Moreover, the opaque and convoluted process of tweaking Lebanon’s tax code creates various distortions in an economy already fraught with uncertainty and informality; these distortions, in turn, primarily affect the middle and lower classes. For months, Lebanese have expected prices to increase, leading economic actors—from local supermarkets to private schools—to plan adjustments regardless of the precise nature of government policies. A young Lebanese described a surreal situation at her usual corner shop: “The owner increased phone credit by LBP 5,000. He said that VAT had increased, when the law had in fact been frozen.” In a largely informal economy, many small businesses neither pay nor collect VAT, but are nonetheless keen to use the opportunity to raise their prices, if only because they are suffering from an ailing economy themselves.
Ultimately—and although Lebanon’s tax code indeed needs an overhaul—the measures described above do precious little to redress the structural flaws in a system fueling some of the world’s worst inequality.
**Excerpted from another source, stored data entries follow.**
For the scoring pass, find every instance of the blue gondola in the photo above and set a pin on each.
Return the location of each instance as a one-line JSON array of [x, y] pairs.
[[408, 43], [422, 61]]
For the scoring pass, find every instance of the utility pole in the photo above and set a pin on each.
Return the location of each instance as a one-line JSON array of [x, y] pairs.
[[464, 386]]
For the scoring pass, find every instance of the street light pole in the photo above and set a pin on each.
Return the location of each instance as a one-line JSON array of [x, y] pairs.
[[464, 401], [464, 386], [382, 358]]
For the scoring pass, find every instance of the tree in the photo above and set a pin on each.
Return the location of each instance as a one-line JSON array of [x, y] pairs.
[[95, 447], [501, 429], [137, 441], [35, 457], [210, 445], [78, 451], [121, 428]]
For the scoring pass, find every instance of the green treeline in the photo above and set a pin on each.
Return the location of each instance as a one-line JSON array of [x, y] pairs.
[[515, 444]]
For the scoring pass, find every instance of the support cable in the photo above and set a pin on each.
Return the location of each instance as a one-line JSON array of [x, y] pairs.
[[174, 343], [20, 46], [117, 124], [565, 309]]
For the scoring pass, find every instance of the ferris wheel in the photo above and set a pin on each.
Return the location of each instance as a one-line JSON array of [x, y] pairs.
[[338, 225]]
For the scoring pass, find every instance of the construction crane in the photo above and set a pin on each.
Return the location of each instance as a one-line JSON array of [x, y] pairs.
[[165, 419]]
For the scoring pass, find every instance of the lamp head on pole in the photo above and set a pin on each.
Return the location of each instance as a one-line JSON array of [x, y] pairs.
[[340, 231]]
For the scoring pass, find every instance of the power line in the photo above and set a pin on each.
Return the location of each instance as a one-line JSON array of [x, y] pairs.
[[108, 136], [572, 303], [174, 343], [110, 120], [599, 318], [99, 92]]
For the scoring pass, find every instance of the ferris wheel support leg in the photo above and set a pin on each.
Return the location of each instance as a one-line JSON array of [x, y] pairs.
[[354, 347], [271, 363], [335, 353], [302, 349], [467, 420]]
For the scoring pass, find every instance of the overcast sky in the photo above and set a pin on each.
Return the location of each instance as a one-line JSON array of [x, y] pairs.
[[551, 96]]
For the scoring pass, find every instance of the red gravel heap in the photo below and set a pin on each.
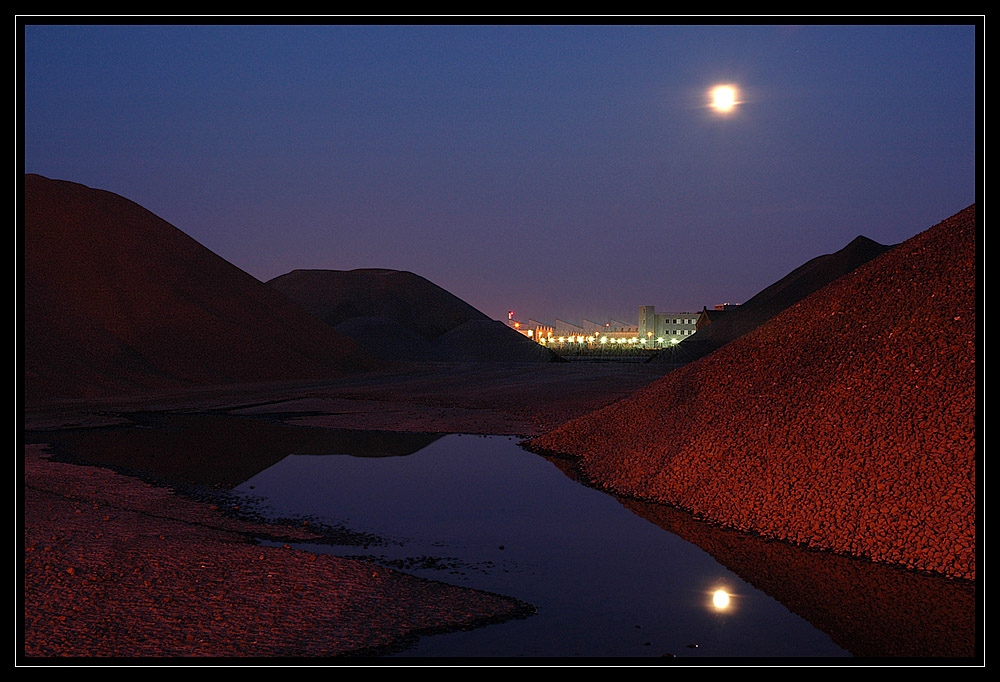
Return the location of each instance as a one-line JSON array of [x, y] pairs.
[[846, 423]]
The past two decades have seen a fraction of the population accumulate wealth while a majority suffered deteriorating living conditions. Even as the overall economic output, or GDP per capita, more than doubled between 2000 and 2014, the bottom half of the population incurred a significant decrease in individual wealth over the same period—from a yearly maximum of $6,519 per adult in 2000 to $6,175 in 2014. The tax law may or may not enable the government to balance its budget; but it certainly won’t help most households do so.
A palpable (and justifiable) trepidation exists within the political class at the prospect of a deepening economic crisis—and the popular anger it would likely trigger. Aside from pinning the blame on the large numbers of Syrian refugees Lebanon has hosted, the government’s response has centered on the taxation saga—although the linkage between these tax hikes and the economy’s deep structural flaws is tenuous at best. Prime Minister Saad Hariri went as far as to claim that, had the law not been passed, “six months later the [Lebanese] lira would have collapsed.” The Lebanese pound may well be in a precarious equilibrium, for reasons that Synaps has explored at length; but Lebanon’s monetary conundrum, serious as it is, calls for fundamental structural reform—not half-hearted fiddling with taxation.
In the final analysis, it seems plausible that Beirut chose to focus on taxes not because they are particularly relevant to the country’s economic shortcomings, but because these hikes happened to be the only thing Lebanese politicians could agree upon—in a system where more meaningful reforms raise all sorts of unseemly conflicts of interests. Unable to articulate any coherent economic policy, the government filled the void with a news-grabbing process designed to create the impression of movement. If movement there was, it ended up being in the wrong direction.